Me avergüenza mirar a Ryan O' Conell, aunque no es mi culpa que su hermano me haya dejado tirada en medio de la nada, vistiendo incluso mi vestido de novia. Me trago la humillación y finjo que todo está bien, mientras subo al auto de mi cuñado. No me fijo en que mis tacones de aguja están llenos de fango y que puedo ensuciar la alfombrilla, pero parece que no es algo que a Ryan le importe.

Tomo asiento en el brillante cuero negro y con el cuerpo tenso, miro al frente. Estoy rígida, mis manos son dos puños apretados y mi mandíbula duele, por aguantar las ganas de llorar que me embargan.

«No preguntes nada, por favor». Me repito interiormente; con suerte, no tendré que dar explicaciones de algo que yo todavía no entiendo.

—No te voy a preguntar qué sucedió, solo necesito que me digas hacia dónde te llevo —aclara y yo giro la cabeza para mirarlo a los ojos. Frunzo el ceño ante la duda de si escuchó o no mis pensamientos—. Tu casa, ¿tal vez?

Escruto su rostro sin mediar palabra, la verdad es que no sé qué responder. Él espera en silencio a que yo tome una decisión. Muerdo mi labio inferior en lo que valoro mis opciones.

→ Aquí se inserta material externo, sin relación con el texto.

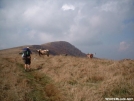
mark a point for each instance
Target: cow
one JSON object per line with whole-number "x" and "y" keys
{"x": 90, "y": 56}
{"x": 43, "y": 52}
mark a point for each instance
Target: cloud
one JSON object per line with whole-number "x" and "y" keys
{"x": 124, "y": 46}
{"x": 68, "y": 7}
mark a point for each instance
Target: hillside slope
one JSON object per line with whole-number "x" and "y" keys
{"x": 60, "y": 47}
{"x": 56, "y": 48}
{"x": 65, "y": 78}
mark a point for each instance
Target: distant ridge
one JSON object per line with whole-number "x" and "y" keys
{"x": 56, "y": 48}
{"x": 60, "y": 47}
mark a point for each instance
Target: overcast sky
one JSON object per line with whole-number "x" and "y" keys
{"x": 104, "y": 27}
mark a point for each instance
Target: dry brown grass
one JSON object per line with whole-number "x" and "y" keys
{"x": 65, "y": 78}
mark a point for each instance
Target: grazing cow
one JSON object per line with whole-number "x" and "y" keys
{"x": 43, "y": 52}
{"x": 90, "y": 56}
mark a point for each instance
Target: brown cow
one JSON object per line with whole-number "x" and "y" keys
{"x": 90, "y": 56}
{"x": 43, "y": 52}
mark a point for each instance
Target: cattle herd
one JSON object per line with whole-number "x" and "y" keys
{"x": 43, "y": 52}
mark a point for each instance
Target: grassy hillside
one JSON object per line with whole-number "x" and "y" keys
{"x": 64, "y": 78}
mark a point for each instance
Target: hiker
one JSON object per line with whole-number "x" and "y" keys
{"x": 27, "y": 58}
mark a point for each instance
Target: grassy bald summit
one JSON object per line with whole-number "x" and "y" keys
{"x": 60, "y": 47}
{"x": 64, "y": 78}
{"x": 56, "y": 48}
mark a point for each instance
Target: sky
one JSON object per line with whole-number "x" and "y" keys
{"x": 102, "y": 27}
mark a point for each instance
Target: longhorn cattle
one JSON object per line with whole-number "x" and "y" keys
{"x": 90, "y": 56}
{"x": 43, "y": 52}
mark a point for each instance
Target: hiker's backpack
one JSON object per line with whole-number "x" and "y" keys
{"x": 26, "y": 53}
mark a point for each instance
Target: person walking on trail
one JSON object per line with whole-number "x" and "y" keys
{"x": 27, "y": 58}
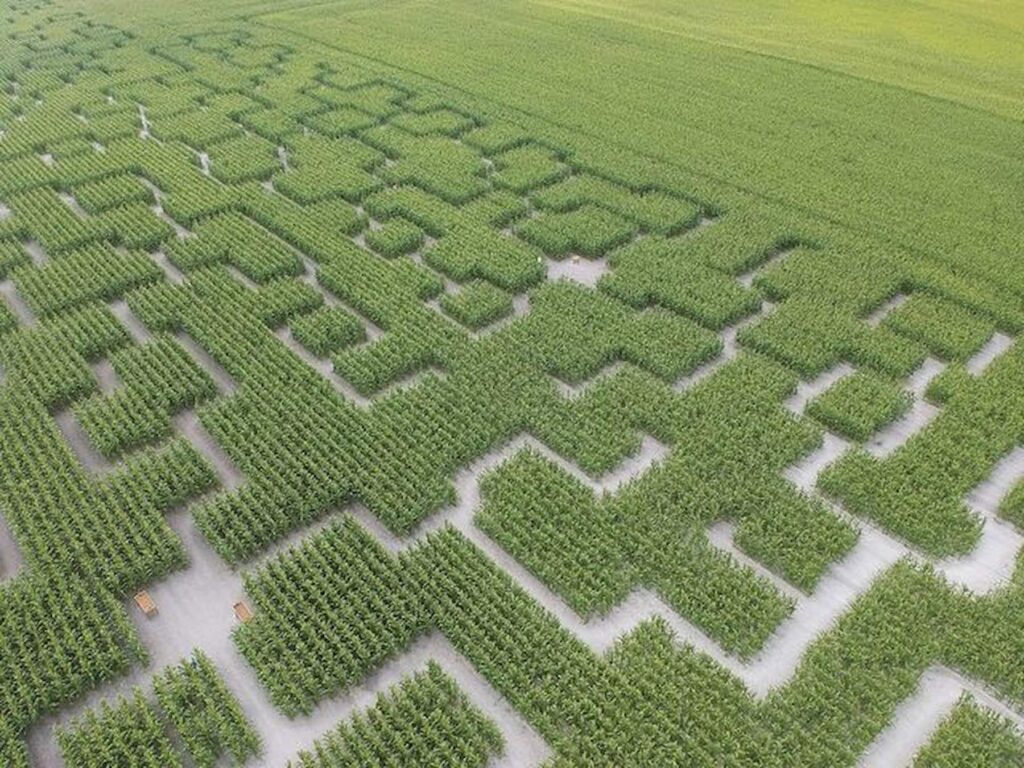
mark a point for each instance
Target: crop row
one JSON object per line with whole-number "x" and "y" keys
{"x": 423, "y": 721}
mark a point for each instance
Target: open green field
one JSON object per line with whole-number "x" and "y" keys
{"x": 569, "y": 383}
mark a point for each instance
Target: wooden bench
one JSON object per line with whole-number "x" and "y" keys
{"x": 145, "y": 603}
{"x": 243, "y": 612}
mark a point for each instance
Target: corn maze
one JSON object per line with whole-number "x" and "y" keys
{"x": 514, "y": 451}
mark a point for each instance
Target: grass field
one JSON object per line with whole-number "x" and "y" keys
{"x": 526, "y": 384}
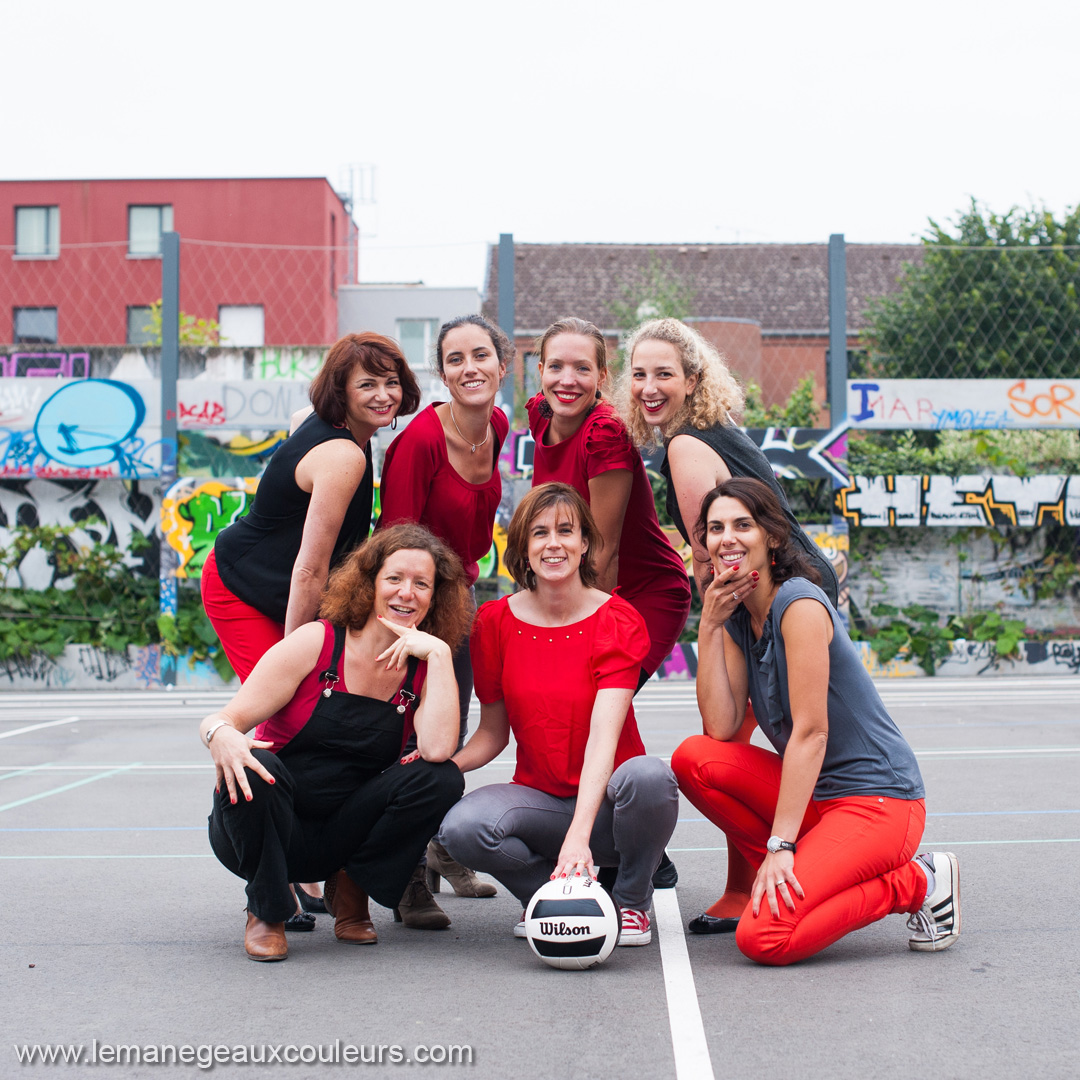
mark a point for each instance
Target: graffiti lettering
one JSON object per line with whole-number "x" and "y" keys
{"x": 192, "y": 513}
{"x": 967, "y": 404}
{"x": 1052, "y": 403}
{"x": 204, "y": 413}
{"x": 1026, "y": 501}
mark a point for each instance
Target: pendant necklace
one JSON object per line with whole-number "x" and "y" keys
{"x": 475, "y": 446}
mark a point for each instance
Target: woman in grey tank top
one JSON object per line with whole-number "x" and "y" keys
{"x": 677, "y": 390}
{"x": 829, "y": 818}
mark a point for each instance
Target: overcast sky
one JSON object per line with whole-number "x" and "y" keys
{"x": 629, "y": 121}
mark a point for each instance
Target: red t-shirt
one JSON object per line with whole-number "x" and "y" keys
{"x": 419, "y": 484}
{"x": 285, "y": 724}
{"x": 647, "y": 562}
{"x": 549, "y": 676}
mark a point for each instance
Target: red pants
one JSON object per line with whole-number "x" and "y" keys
{"x": 853, "y": 859}
{"x": 244, "y": 632}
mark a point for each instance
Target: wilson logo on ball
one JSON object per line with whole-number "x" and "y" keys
{"x": 562, "y": 930}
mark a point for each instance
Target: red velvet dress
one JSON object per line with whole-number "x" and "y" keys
{"x": 549, "y": 676}
{"x": 651, "y": 575}
{"x": 419, "y": 484}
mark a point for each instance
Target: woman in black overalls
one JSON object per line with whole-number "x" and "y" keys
{"x": 321, "y": 793}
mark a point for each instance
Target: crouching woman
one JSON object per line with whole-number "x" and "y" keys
{"x": 833, "y": 814}
{"x": 320, "y": 793}
{"x": 557, "y": 664}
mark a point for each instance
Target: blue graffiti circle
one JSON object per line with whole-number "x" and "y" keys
{"x": 86, "y": 423}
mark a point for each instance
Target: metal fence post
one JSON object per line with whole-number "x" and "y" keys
{"x": 838, "y": 389}
{"x": 170, "y": 445}
{"x": 507, "y": 301}
{"x": 837, "y": 329}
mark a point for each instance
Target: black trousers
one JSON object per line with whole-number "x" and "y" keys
{"x": 377, "y": 834}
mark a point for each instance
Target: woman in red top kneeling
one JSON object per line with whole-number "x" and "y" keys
{"x": 557, "y": 664}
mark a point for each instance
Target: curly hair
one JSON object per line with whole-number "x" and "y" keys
{"x": 539, "y": 500}
{"x": 349, "y": 596}
{"x": 571, "y": 325}
{"x": 502, "y": 346}
{"x": 377, "y": 355}
{"x": 790, "y": 559}
{"x": 716, "y": 395}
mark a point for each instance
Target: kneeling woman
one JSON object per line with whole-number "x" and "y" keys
{"x": 320, "y": 793}
{"x": 557, "y": 664}
{"x": 832, "y": 820}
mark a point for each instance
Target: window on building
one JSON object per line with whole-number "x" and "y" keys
{"x": 242, "y": 325}
{"x": 139, "y": 331}
{"x": 38, "y": 231}
{"x": 145, "y": 227}
{"x": 35, "y": 326}
{"x": 417, "y": 338}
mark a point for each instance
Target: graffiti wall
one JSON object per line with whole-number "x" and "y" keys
{"x": 107, "y": 511}
{"x": 86, "y": 667}
{"x": 967, "y": 570}
{"x": 794, "y": 453}
{"x": 959, "y": 500}
{"x": 970, "y": 404}
{"x": 93, "y": 429}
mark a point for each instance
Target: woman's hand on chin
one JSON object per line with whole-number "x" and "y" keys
{"x": 410, "y": 643}
{"x": 231, "y": 751}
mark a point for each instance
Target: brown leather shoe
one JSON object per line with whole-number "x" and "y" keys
{"x": 348, "y": 903}
{"x": 265, "y": 941}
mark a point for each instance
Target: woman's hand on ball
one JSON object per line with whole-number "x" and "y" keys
{"x": 574, "y": 860}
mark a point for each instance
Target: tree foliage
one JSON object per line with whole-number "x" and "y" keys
{"x": 194, "y": 332}
{"x": 997, "y": 297}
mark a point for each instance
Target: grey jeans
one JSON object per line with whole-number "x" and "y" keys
{"x": 514, "y": 833}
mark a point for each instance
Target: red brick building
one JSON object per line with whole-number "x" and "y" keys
{"x": 80, "y": 260}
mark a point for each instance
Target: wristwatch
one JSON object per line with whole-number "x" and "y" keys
{"x": 210, "y": 732}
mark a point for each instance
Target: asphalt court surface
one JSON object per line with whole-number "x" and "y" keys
{"x": 120, "y": 926}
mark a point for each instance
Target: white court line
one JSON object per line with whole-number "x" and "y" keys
{"x": 66, "y": 787}
{"x": 684, "y": 1012}
{"x": 36, "y": 727}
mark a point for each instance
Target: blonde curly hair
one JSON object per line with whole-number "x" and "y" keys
{"x": 716, "y": 395}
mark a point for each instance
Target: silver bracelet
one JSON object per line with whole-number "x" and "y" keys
{"x": 210, "y": 733}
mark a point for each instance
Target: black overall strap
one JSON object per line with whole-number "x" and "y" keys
{"x": 405, "y": 696}
{"x": 331, "y": 676}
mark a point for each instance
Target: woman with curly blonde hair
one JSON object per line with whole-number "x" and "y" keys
{"x": 676, "y": 390}
{"x": 322, "y": 791}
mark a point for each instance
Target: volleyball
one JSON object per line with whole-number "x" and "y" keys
{"x": 571, "y": 923}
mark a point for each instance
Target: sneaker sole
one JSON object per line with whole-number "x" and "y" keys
{"x": 940, "y": 944}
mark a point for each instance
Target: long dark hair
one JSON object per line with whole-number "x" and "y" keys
{"x": 790, "y": 561}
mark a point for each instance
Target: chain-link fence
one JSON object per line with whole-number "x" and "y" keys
{"x": 976, "y": 312}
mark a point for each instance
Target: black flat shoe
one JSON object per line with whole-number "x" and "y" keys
{"x": 711, "y": 925}
{"x": 309, "y": 903}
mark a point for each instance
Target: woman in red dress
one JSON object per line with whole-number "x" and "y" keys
{"x": 557, "y": 664}
{"x": 581, "y": 441}
{"x": 443, "y": 472}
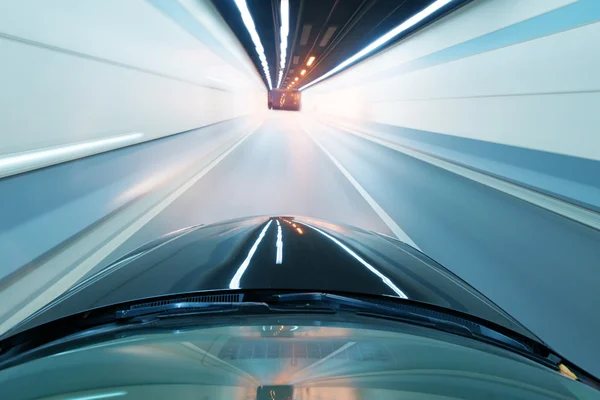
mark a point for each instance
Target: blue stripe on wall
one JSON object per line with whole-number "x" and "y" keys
{"x": 561, "y": 19}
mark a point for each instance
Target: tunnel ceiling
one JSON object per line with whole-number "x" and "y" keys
{"x": 329, "y": 30}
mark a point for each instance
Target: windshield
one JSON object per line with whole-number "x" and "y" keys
{"x": 298, "y": 359}
{"x": 440, "y": 153}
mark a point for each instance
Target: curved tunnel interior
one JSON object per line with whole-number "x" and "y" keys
{"x": 465, "y": 129}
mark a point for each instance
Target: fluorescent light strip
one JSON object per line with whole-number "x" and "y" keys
{"x": 283, "y": 32}
{"x": 415, "y": 19}
{"x": 279, "y": 245}
{"x": 384, "y": 278}
{"x": 235, "y": 281}
{"x": 27, "y": 161}
{"x": 249, "y": 23}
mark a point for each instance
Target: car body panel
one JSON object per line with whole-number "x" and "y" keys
{"x": 286, "y": 252}
{"x": 319, "y": 360}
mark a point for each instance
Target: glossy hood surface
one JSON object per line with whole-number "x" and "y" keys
{"x": 274, "y": 253}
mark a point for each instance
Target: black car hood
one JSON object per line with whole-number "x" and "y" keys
{"x": 274, "y": 253}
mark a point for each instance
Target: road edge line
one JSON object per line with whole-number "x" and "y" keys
{"x": 565, "y": 209}
{"x": 394, "y": 227}
{"x": 97, "y": 255}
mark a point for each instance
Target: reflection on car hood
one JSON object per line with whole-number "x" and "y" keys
{"x": 275, "y": 253}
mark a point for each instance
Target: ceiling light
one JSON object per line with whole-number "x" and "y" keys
{"x": 283, "y": 33}
{"x": 249, "y": 23}
{"x": 415, "y": 19}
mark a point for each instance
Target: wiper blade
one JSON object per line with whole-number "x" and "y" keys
{"x": 186, "y": 307}
{"x": 397, "y": 312}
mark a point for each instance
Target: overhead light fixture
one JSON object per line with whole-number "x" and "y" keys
{"x": 415, "y": 19}
{"x": 249, "y": 23}
{"x": 235, "y": 281}
{"x": 283, "y": 33}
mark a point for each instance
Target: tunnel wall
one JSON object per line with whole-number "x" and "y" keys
{"x": 76, "y": 71}
{"x": 81, "y": 70}
{"x": 509, "y": 87}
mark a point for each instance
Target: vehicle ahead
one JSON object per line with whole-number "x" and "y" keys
{"x": 285, "y": 99}
{"x": 279, "y": 308}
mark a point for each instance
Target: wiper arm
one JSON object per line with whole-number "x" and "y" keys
{"x": 397, "y": 312}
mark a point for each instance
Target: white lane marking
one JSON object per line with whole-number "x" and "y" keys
{"x": 384, "y": 278}
{"x": 557, "y": 206}
{"x": 279, "y": 245}
{"x": 73, "y": 276}
{"x": 235, "y": 281}
{"x": 17, "y": 163}
{"x": 400, "y": 234}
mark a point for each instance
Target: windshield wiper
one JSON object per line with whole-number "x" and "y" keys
{"x": 398, "y": 312}
{"x": 172, "y": 310}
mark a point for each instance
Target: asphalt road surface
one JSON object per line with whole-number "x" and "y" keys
{"x": 540, "y": 267}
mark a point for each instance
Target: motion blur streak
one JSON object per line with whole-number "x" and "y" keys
{"x": 384, "y": 278}
{"x": 235, "y": 282}
{"x": 39, "y": 158}
{"x": 260, "y": 50}
{"x": 98, "y": 396}
{"x": 284, "y": 31}
{"x": 279, "y": 245}
{"x": 382, "y": 40}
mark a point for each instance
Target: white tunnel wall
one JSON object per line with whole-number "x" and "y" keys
{"x": 79, "y": 70}
{"x": 502, "y": 96}
{"x": 506, "y": 86}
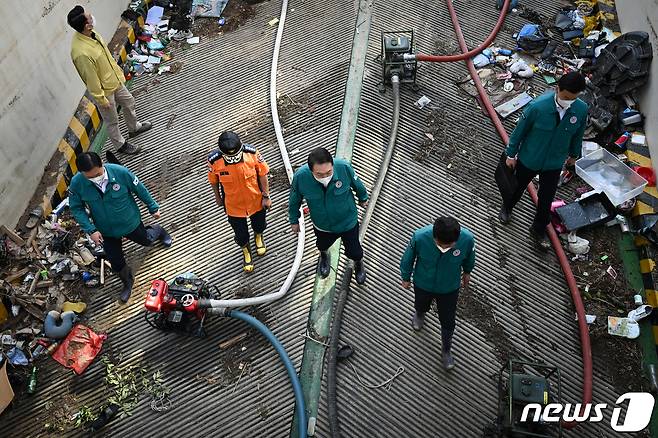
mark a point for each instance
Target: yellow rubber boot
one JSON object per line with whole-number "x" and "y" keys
{"x": 260, "y": 245}
{"x": 247, "y": 263}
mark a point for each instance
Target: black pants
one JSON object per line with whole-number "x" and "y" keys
{"x": 447, "y": 306}
{"x": 350, "y": 238}
{"x": 241, "y": 230}
{"x": 548, "y": 181}
{"x": 141, "y": 235}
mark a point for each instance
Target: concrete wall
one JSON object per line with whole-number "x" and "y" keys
{"x": 39, "y": 89}
{"x": 643, "y": 15}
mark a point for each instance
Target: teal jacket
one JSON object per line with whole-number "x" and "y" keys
{"x": 540, "y": 142}
{"x": 115, "y": 212}
{"x": 333, "y": 208}
{"x": 432, "y": 270}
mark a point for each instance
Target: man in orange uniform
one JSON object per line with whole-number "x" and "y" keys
{"x": 238, "y": 177}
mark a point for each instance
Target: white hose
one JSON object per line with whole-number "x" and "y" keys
{"x": 286, "y": 161}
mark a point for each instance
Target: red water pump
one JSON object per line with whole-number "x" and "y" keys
{"x": 176, "y": 306}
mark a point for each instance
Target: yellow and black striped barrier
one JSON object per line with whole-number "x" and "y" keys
{"x": 85, "y": 124}
{"x": 645, "y": 210}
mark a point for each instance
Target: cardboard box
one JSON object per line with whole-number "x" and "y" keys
{"x": 6, "y": 392}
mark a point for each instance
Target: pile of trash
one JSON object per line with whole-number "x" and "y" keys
{"x": 45, "y": 275}
{"x": 582, "y": 37}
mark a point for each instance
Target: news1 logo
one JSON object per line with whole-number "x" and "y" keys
{"x": 638, "y": 412}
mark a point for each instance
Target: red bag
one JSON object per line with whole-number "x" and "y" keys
{"x": 79, "y": 349}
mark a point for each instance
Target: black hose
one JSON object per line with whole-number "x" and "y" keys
{"x": 343, "y": 293}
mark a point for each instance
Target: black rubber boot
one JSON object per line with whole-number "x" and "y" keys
{"x": 359, "y": 272}
{"x": 127, "y": 278}
{"x": 157, "y": 232}
{"x": 323, "y": 265}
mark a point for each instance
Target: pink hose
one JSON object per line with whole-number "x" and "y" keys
{"x": 562, "y": 258}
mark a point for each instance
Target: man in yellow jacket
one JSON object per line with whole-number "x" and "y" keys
{"x": 104, "y": 79}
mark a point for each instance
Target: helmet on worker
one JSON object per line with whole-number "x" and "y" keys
{"x": 231, "y": 147}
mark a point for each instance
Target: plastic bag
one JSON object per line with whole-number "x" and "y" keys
{"x": 530, "y": 39}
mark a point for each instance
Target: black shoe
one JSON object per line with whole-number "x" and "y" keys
{"x": 145, "y": 127}
{"x": 165, "y": 238}
{"x": 504, "y": 215}
{"x": 359, "y": 272}
{"x": 417, "y": 321}
{"x": 126, "y": 276}
{"x": 540, "y": 240}
{"x": 323, "y": 264}
{"x": 129, "y": 149}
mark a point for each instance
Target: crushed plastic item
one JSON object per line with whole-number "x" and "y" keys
{"x": 588, "y": 147}
{"x": 640, "y": 313}
{"x": 155, "y": 45}
{"x": 481, "y": 60}
{"x": 623, "y": 327}
{"x": 577, "y": 245}
{"x": 424, "y": 100}
{"x": 638, "y": 139}
{"x": 154, "y": 15}
{"x": 530, "y": 39}
{"x": 79, "y": 349}
{"x": 17, "y": 357}
{"x": 77, "y": 307}
{"x": 7, "y": 340}
{"x": 513, "y": 105}
{"x": 646, "y": 173}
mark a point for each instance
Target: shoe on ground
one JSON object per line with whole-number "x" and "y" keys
{"x": 505, "y": 215}
{"x": 323, "y": 264}
{"x": 144, "y": 126}
{"x": 127, "y": 279}
{"x": 541, "y": 241}
{"x": 448, "y": 360}
{"x": 166, "y": 239}
{"x": 129, "y": 149}
{"x": 182, "y": 35}
{"x": 418, "y": 321}
{"x": 247, "y": 262}
{"x": 360, "y": 272}
{"x": 261, "y": 249}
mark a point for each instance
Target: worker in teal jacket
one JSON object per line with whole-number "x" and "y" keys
{"x": 549, "y": 135}
{"x": 439, "y": 259}
{"x": 328, "y": 186}
{"x": 108, "y": 193}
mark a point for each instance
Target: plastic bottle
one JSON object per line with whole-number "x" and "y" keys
{"x": 32, "y": 381}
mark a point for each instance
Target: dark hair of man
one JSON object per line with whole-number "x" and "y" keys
{"x": 319, "y": 156}
{"x": 446, "y": 229}
{"x": 573, "y": 82}
{"x": 87, "y": 161}
{"x": 76, "y": 18}
{"x": 229, "y": 141}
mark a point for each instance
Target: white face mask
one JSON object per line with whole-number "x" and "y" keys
{"x": 98, "y": 179}
{"x": 324, "y": 181}
{"x": 443, "y": 250}
{"x": 565, "y": 104}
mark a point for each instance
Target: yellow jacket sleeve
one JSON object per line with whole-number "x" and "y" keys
{"x": 87, "y": 71}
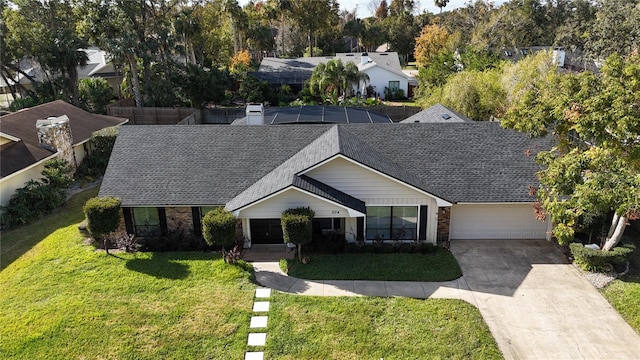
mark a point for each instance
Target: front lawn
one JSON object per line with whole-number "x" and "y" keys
{"x": 306, "y": 327}
{"x": 62, "y": 299}
{"x": 440, "y": 266}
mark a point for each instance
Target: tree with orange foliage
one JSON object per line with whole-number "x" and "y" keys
{"x": 432, "y": 40}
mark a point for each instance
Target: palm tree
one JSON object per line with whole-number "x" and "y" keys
{"x": 353, "y": 76}
{"x": 334, "y": 78}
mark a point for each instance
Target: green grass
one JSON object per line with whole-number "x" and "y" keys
{"x": 624, "y": 293}
{"x": 441, "y": 266}
{"x": 376, "y": 328}
{"x": 64, "y": 300}
{"x": 18, "y": 241}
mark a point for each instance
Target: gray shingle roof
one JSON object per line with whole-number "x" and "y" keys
{"x": 238, "y": 165}
{"x": 437, "y": 113}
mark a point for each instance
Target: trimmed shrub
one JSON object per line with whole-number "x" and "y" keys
{"x": 103, "y": 217}
{"x": 219, "y": 227}
{"x": 297, "y": 227}
{"x": 598, "y": 260}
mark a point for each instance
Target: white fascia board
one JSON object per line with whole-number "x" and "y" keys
{"x": 497, "y": 203}
{"x": 351, "y": 212}
{"x": 10, "y": 137}
{"x": 439, "y": 201}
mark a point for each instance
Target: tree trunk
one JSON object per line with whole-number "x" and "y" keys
{"x": 135, "y": 81}
{"x": 106, "y": 245}
{"x": 618, "y": 229}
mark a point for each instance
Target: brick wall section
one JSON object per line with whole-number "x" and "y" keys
{"x": 444, "y": 222}
{"x": 180, "y": 219}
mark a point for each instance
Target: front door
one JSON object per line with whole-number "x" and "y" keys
{"x": 266, "y": 231}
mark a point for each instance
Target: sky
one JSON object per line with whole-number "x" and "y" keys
{"x": 428, "y": 5}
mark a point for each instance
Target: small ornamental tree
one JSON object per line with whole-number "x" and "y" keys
{"x": 103, "y": 217}
{"x": 219, "y": 227}
{"x": 297, "y": 227}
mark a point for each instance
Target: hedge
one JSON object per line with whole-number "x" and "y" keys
{"x": 598, "y": 260}
{"x": 219, "y": 227}
{"x": 103, "y": 215}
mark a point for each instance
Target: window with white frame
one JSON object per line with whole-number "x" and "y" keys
{"x": 146, "y": 221}
{"x": 392, "y": 222}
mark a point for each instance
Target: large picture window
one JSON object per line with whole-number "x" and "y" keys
{"x": 146, "y": 221}
{"x": 392, "y": 222}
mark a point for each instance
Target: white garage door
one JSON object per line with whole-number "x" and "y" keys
{"x": 482, "y": 221}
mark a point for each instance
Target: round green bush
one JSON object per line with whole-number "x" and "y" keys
{"x": 219, "y": 227}
{"x": 103, "y": 215}
{"x": 597, "y": 260}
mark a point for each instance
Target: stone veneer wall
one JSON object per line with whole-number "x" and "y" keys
{"x": 56, "y": 133}
{"x": 180, "y": 219}
{"x": 444, "y": 223}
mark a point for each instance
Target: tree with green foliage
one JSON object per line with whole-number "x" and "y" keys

—Mi antigua casa no es una opción —murmuro, pensando en voz alta—. Y a la nueva no tengo intenciones de ir…todavía.

Ryan tamborilea sus dedos en el volante y hace una mueca medio divertida. No tengo idea si quiere reírse y solo se aguanta porque antes que todo es un caballero, pero no me extrañaría que quisiera hacerlo. Yo me reiría de mí misma si tuviera ganas. Pero lo único que quiero hacer es olvidar lo sucedido hoy, olvidar que acabo de casarme con un hombre que me odia y que le importa poco mi bienestar si fue capaz de dejarme para irse con una de sus tantas mujeres.

No es que me interese su vida privada, puede follarse a todas las mujeres que le dé su regalada gana; pero cuando su actitud de m****a me afecta a mí, entonces se le acaba su libre albedrío. Eso es algo que debo hacerle entender. Pero, por el momento, solo quiero olvidar.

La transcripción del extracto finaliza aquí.